Haber Detayı
Filiz Kahveci Gökce: 'Buğra, demir kafes içinde bile umudunu kaybetmedi'
İstanbul Büyükşehir Belediyesine (İBB) yönelik yürütülen soruşturma kapsamında tutuklanan İstanbul Planlama Ajansı (İPA) Başkanı Doç. Dr. Buğra Gökce’nin cezaevinde kaleme aldığı 22 Metrekare Gökyüzü kitabı, İzmir’de düzenlenen imza günüyle okurla buluştu. Gökce’nin eşi Filiz Kahveci Gökce, eşinin cezaevi koşullarında ayakta kalma mücadelesini, üretim sürecini ve özgürlüğe dair hayallerini gazetemize anlattı.
Filiz Kahveci Gökce , Buğra Gökce’nin onurlu ve dirençli duruşunu hiçbir koşulda terk etmediğini belirterek, Buğra Gökce’nin ahlaki ve etik değerleri insan olma bilinciyle harmanlayan idealist bir kişilik olduğunu söyledi.

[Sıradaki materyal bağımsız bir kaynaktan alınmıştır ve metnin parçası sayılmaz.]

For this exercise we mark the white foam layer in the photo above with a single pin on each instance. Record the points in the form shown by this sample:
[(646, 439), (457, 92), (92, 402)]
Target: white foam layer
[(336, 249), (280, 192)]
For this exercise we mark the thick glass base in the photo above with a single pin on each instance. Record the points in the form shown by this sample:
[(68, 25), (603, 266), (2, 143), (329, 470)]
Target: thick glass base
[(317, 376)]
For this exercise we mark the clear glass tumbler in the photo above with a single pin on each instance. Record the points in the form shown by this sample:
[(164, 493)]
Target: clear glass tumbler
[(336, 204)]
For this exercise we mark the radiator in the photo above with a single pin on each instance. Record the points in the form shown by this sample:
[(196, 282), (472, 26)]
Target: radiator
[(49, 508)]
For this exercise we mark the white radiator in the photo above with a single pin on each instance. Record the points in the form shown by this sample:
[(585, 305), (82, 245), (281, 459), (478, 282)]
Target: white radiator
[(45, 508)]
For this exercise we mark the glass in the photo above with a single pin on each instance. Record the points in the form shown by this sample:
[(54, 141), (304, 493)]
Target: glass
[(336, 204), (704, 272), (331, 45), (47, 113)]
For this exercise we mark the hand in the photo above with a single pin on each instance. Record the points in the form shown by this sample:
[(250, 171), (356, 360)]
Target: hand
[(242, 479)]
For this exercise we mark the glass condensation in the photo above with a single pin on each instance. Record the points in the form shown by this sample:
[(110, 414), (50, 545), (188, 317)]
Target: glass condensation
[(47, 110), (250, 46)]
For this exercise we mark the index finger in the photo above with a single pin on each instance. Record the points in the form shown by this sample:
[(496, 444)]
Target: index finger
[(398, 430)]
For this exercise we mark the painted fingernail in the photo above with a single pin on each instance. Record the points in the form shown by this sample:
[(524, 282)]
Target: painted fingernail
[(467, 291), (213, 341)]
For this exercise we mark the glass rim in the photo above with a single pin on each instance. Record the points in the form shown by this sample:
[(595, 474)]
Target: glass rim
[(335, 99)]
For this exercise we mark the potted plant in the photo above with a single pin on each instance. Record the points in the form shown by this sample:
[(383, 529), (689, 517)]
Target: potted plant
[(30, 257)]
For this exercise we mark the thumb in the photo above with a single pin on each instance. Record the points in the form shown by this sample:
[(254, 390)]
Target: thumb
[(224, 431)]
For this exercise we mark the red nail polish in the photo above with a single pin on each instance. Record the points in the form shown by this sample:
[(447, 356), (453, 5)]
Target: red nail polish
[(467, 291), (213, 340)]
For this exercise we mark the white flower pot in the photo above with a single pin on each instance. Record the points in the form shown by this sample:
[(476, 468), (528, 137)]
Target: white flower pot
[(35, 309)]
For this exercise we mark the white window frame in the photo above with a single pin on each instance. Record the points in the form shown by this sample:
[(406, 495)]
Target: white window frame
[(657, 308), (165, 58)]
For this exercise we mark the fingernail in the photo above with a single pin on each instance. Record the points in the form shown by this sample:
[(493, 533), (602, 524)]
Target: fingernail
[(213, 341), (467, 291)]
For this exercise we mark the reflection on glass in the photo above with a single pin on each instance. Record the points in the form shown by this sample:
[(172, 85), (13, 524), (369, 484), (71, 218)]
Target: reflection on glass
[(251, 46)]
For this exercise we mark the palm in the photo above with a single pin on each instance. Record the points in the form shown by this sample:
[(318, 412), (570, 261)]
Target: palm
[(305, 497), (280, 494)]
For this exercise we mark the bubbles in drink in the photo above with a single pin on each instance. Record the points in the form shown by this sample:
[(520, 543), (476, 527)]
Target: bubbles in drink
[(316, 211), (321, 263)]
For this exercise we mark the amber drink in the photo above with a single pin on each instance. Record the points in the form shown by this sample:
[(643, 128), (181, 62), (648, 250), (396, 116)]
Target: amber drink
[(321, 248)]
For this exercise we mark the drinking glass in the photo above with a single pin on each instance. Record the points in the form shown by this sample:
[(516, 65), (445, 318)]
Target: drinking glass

Kahveci Gökce, “Bu inanç, onun cezaevinde, bir hücrede, demir bir kafes içinde dahi umutlu, dirençli ve moralli kalmasını sağlıyor.
Demir kafes içinde bile umudunu kaybetmiyor” dedi.
Buğra Gökce için yazmanın ve üretmenin bir nefes alma biçimi olduğunu belirten Kahveci Gökce, “Hayatı boyunca çok çalışan, kendine değil topluma fayda üretmeyi hedefleyen bir bürokrat oldu.
Hayata her zaman bir akademisyen ve bilim insanı penceresinden baktı.
Tüm hukuki ve ahlaki zulümlere rağmen bir adım geri atmadı” diye konuştu.
Gökce’nin Ahmet Arif’in dizeleriyle hayata tutunduğunu ifade eden Kahveci Gökce, “Dayan kitap ile, dayan iş ile… Umut ile, sevda ile, düş ile” sözlerini hatırlattı. “22 METREKARE GÖKYÜZÜ, HAYATTA KALMA İHTİYACIYLA YAZILDI” Buğra Gökce’nin cezaevinde kaleme aldığı 22 Metrekare Gökyüzü kitabının yazım sürecini de anlatan Filiz Kahveci Gökce, kitabın cezaevine girildiği ilk andan itibaren tutulan günlükler ve yazılardan oluştuğunu söyledi. “Her gün dar bir alanda, belirsizlik ve haksızlıkla çevriliyken yazmak onun için zamana tutunma biçimi oldu” diyen Kahveci Gökce, kitabın edebi bir hedefle değil, hayatta kalma ihtiyacıyla doğduğunu vurguladı.
Kitabın yalnızca yaşananları değil, düşünsel sorgulamaları ve iç dünyadaki fırtınaları da yansıttığını belirten Kahveci Gökce, özgürlük kavramının eserde mekansal bir anlamın ötesine geçtiğini ifade etti. “Özgürlük, düşünmenin, hatırlamanın ve vicdanını kaybetmemenin adı haline geliyor” diyen Kahveci Gökce, Buğra Gökce’nin üretmeye devam etmesinin onun haksızlık karşısında içine kapanmayan, acıyı söze dönüştürebilen ve umudu başkalarına taşıma sorumluluğu hisseden yönünü ortaya koyduğunu söyledi. “CEZAEVİNDE EVLİLİK, HAYATTAN VAZGEÇMEMEKTİ” Cezaevi koşullarında evlenme kararına da değinen Filiz Kahveci Gökce, bu kararın zor koşullara rağmen hayattan vazgeçmemenin bir ifadesi olduğunu söyledi. “Bu evlilik, umutla, sevdayla ve düşle direnmek demekti” diyen Kahveci Gökce, evliliğin her iki tarafa da güç, sabır ve dayanıklılık sağladığını ifade etti.
Toplumda özellikle kadınlar açısından daha fazla sorgulanan bir karar aldıklarını belirten Kahveci Gökçe, “Ben bu kararı korkuya değil, onun sevgisine, yüreğine ve insan olarak güzelliğine yaslanarak aldım” diye konuştu. “İLK HAYALİMİZ BİRBİRİMİZE SARILMAK” Buğra Gökce’nin özgürlüğüne kavuşacağı güne dair hayallerini de paylaşan Filiz Kahveci Gökce, “İlk hayalimiz birbirimize sarılmak” dedi.
Gökce, ele ele özgürce gökyüzüne bakabilmeyi, aynı masada acele etmeden sohbet etmeyi istediklerini ifade etti.